How do you have a conversation that involves historically significant murders, Stan Lee telling convention promoters to back off, Jonathan Silverman’s father, and Taylor Swift? You invite Danny Fingeroth to talk about his latest biography. That’s how!
Danny Fingeroth started working in comics back in the days when superheroes were pretty much the only game in town and he built a career of delivering high quality comics through his writing and editing. He is well remembered for creating the fan-favorite character Darkhawk and a long run writing Dazzler as well has his excellent work editing books like Spectacular Spider-Man, The New Warriors, and more. In recent years, he has produced some excellent books about comics and comics history including A Marvelous Life, The Amazing Story of Stan Lee, the acclaimed biography of Stan Lee.
Jack Ruby: The Many Faces of Oswald’s Assassin is the newest book from Danny Fingeroth and will be released on November 21, 2023. The book explores one of the central figures to a touchstone event in the lives of an entire generation. We spoke with Danny about his motivation for writing such a book and what he discovered in through his writing process. We also managed to squeeze in a word or two about his career in comics and as a prose writer.
The entire interview is on our YouTube channel and streamable below:
The solicitation for the Jack Ruby is below and the book is available for preorder now on Amazon:
Jack Ruby changed history with one bold, violent action: killing accused presidential assassin Lee Harvey Oswald on live TV two days after the November 22, 1963, murder of President John F. Kennedy. But who was Jack Ruby—and how did he come to be in that spot on that day?
As we approach the sixtieth anniversaries of the murders of Kennedy and Oswald, Jack Ruby’s motives are as maddeningly ambiguous today as they were the day that he pulled the trigger.
The fascinating yet frustrating thing about Ruby is that there is evidence to paint him as at least two different people. Much of his life story points to him as bumbling, vain, violent, and neurotic; a product of the grinding poverty of Chicago’s Jewish ghetto; a man barely able to make a living or sustain a relationship with anyone besides his dogs.

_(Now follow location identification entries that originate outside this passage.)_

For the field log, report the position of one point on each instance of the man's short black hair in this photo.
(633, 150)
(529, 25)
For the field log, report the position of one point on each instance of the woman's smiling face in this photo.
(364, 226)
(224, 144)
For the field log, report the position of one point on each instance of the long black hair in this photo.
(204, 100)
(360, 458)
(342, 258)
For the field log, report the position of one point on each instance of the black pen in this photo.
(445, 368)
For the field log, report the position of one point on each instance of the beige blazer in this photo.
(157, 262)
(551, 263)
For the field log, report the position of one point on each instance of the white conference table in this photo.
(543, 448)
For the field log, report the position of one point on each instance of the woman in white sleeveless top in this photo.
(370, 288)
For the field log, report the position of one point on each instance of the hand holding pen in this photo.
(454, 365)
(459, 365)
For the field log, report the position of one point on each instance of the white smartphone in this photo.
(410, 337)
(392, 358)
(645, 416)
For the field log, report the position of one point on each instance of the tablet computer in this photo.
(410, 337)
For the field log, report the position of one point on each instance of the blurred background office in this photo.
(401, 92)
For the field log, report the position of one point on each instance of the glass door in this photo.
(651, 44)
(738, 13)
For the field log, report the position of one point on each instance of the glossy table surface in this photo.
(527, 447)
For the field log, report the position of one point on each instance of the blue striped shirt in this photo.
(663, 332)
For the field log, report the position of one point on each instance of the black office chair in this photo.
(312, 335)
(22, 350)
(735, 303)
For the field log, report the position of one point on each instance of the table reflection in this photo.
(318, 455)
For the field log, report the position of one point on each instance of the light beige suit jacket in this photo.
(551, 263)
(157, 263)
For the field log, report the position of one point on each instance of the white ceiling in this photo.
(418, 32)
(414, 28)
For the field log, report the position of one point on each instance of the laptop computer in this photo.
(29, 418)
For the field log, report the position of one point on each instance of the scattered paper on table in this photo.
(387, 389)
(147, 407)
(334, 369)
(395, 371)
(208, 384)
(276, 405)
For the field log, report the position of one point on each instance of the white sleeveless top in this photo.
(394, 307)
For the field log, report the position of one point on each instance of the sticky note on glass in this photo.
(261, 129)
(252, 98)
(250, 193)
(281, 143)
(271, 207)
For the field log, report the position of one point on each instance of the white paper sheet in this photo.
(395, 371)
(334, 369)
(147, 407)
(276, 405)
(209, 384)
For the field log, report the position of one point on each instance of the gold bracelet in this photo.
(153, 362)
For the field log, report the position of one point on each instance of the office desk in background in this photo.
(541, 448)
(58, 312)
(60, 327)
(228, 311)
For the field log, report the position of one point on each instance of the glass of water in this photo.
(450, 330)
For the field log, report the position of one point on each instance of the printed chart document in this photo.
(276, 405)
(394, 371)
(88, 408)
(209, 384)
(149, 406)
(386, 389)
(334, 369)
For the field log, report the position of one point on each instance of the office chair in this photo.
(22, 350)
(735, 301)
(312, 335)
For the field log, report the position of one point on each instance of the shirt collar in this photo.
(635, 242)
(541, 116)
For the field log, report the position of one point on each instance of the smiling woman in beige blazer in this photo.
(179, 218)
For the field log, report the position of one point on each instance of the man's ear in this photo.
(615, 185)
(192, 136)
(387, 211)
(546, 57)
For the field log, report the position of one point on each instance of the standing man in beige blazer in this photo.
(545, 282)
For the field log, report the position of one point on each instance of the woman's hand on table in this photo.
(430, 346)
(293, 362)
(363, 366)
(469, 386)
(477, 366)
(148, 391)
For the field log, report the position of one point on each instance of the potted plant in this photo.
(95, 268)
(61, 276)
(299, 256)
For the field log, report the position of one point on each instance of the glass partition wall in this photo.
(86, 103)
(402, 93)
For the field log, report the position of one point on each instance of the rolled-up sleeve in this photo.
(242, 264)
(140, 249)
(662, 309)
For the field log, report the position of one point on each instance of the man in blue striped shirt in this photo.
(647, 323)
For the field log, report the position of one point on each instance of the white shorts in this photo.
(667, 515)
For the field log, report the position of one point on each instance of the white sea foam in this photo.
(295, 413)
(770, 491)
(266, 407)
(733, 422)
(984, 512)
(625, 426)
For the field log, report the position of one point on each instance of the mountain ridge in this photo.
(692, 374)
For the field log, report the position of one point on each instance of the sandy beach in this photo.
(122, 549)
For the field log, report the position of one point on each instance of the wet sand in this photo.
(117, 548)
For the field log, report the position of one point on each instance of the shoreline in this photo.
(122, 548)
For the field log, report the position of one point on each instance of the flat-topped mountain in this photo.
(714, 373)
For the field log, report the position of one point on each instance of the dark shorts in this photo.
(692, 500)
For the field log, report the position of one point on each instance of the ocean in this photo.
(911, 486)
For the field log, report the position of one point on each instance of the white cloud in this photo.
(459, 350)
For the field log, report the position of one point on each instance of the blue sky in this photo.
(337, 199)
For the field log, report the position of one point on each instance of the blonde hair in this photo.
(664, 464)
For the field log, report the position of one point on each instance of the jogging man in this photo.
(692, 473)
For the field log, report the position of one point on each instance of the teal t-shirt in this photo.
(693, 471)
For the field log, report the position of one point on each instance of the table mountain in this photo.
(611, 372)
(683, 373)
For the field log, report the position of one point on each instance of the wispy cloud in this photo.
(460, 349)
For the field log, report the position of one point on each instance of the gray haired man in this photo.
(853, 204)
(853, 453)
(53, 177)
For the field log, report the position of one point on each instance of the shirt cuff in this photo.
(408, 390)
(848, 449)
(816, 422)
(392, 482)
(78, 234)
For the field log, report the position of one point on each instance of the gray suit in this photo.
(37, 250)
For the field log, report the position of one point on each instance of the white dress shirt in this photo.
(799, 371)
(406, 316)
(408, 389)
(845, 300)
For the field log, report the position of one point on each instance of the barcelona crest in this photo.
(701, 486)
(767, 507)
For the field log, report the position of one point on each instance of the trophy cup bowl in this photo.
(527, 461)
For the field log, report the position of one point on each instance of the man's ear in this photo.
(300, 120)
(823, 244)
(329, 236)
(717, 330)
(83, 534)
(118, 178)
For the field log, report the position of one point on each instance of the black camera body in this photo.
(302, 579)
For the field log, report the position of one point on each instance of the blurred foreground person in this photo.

By the same token, evidence exists of Jack Ruby as cagey and competent, perhaps not a mastermind, but a useful pawn of the Mob and of both the police and the FBI; someone capable of running numerous legal, illegal, and semi-legal enterprises, including smuggling arms and vehicles to both sides in the Cuban revolution; someone capable of acting as middleman in bribery schemes to have imprisoned Mob figures set free.
Cultural historian Danny Fingeroth’s research includes a new, in-depth interview with Rabbi Hillel Silverman, the legendary Dallas clergyman who visited Ruby regularly in prison and who was witness to Ruby’s descent into madness. Fingeroth also conducted interviews with Ruby family members and associates. The book’s findings will catapult you into a trip through a house of historical mirrors.
At its end, perhaps Jack Ruby’s assault on history will begin to make sense. And perhaps we will understand how Oswald’s assassin led us to the world we live in today.